Data 12/09/2012 15:56:10 | Tópico: Poemas
| [pergunto-me]
Porque tem a poesia, por vezes, palavras tão difíceis de entender? Será que os poetas as sentem, Ou simplesmente as procuram em incógnitos dicionários de sinónimos?
As palavras, diz o povo, são como as cerejas, Eu nunca senti em mim florescer qualquer flor Nos meus lábios Uso a palavra pelo prazer de a sentir Sai de mim em voo na direcção das altas montanhas. Tenho em mim as palavras das mulheres e dos homens da rua, Palavras simples Escondem as metáforas nos seus olhos vazios Nas cavernas das rugas das suas faces.
[Ingénuo]
Pensei voar ao teu redor num tapete das mil e uma noites Queria fazer despontar em ti uma flor Por isso, quando olho as cerejeiras em flor As invejo As minhas palavras não foram um mar Mas um poço - sem eco Sem luz - Sem a água das palavras
De que minas, de que campos, de que casas vêm as palavras dos pobres?

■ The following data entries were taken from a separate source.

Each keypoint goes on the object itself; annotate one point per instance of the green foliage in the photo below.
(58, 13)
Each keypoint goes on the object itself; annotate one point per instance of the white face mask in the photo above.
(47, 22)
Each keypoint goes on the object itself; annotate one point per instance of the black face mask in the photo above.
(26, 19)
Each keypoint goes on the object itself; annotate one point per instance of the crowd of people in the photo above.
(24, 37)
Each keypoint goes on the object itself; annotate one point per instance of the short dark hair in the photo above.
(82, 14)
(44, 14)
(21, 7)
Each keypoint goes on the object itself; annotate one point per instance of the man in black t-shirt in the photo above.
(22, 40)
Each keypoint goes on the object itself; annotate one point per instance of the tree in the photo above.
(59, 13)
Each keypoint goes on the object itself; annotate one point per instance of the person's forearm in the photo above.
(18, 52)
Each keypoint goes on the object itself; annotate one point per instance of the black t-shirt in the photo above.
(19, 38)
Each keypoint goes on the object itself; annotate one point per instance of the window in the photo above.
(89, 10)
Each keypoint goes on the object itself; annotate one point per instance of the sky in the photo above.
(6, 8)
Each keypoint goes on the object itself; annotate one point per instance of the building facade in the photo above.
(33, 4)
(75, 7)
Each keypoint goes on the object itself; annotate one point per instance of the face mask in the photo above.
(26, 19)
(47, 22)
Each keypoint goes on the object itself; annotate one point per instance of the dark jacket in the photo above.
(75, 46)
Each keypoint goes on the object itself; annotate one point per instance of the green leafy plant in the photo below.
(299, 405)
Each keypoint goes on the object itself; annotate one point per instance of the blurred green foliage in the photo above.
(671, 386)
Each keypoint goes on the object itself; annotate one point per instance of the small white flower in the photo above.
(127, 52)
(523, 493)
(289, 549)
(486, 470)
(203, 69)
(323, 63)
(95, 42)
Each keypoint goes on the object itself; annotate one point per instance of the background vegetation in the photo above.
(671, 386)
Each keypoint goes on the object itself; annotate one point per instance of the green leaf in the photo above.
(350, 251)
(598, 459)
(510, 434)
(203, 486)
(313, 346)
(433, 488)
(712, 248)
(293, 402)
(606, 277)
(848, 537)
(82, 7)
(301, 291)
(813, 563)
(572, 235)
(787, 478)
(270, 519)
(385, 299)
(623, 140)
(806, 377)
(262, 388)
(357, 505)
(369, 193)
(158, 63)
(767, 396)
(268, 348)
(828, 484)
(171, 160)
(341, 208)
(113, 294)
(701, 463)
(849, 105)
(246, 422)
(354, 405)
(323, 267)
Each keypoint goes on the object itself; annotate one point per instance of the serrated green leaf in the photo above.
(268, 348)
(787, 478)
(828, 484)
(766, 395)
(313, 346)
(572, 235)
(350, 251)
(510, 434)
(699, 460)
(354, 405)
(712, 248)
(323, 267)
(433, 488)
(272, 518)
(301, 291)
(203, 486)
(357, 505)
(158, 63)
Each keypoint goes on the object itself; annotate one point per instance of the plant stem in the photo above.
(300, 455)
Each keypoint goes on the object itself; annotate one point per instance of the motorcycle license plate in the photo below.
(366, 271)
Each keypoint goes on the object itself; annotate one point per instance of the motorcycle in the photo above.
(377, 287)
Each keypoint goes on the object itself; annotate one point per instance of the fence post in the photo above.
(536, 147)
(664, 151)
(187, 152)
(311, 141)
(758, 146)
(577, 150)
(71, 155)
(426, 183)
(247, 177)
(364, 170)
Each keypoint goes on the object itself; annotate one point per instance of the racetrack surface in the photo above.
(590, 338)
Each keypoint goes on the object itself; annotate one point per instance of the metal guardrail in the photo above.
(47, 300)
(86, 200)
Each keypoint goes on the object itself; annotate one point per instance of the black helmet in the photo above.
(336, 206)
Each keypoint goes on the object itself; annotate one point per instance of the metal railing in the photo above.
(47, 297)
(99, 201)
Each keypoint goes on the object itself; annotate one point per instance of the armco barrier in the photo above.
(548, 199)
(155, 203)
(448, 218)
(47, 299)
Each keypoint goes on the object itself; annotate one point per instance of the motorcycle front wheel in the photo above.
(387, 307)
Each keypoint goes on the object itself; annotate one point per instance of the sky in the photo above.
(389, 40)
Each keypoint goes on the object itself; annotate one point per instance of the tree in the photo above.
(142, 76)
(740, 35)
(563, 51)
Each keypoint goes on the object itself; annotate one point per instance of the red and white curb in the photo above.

O poema antes de ser poema É uma pedra de palavras. No âmago da pedra já se encontra a essência do poema, O poeta - um escultor de palavras - Sente a angústia do cinzel e do martelo Na descoberta do poema escondido.
[E retalhada a pedra o pó entra-lhe nas narinas]
O poema antes de ser poema Congrega palavras num novelo de grãos de pólen dentro de um almofariz Ansiosos por fecundarem os estames da poesia.
[Aparentemente o poema parece ser algo de simples – e é simples - Então porque são as palavras complicadas?]
Eu sou um simples burilador de poemas, Procuro em cada palavra o sentimento, O cheiro, a cor, E o som.
Gostava de me sentir dentro da poesia, Numa caixa de vitral multicolor
[Desdobro os cantares alentejanos na taberna do carvoeiro – galego - fugido da guerra de Espanha]
Vou às raízes da minha rua, Embalo-me no som das sirenes das fábricas do bairro onde cresci, Em cada janela há um postal ilustrado Há uma musica que me chega de tudo o que é buraco nessa rua, Das bocas-de-fogo, Das sargetas, Das dos botões de campainha inexistentes. Há o som de um piano por trás de uma cortina numa janela fechada. [Foice]
Das planícies do trigo e das papoilas, Mulheres, homens, crianças Vieram vestidos de negro - O Tejo o seu mar Das tormentas - capote de pastor, Chapéu de maltes a sombrear os olhos Tez casca de sobreiro Pousaram como andorinhas tristes Na quinta da Porcalhota Onde patos bravos emprenharam a terra De edifícios frios Violadores da estética E apedrejaram os pássaros dos campos de trigo Que os emigrantes traziam no peito. É aqui que encontro sons A linha recta das palavras. Por vezes, confesso, as palavras nem existem. Só existe um som, uma cor, um sentimento E ficam letras em forma de notas musicais na folha de papel, Depois andam dias e dias a burilar Em ricochete na minha cabeça Até que um dia (há sempre um dia, nem que seja para desistir) Encontro a palavra que transporta em si o som desejado. E assim nasce aquilo que ouso chamar de poema.
Paro de escrever!
[Agora pergunto a ti, poetisa, que deixaste de escrever]
Porque matas a poesia que há em ti? Como consegues respirar sem o ar das palavras?
[Uma dúvida]
A liberdade é uma bandeira sem palavras?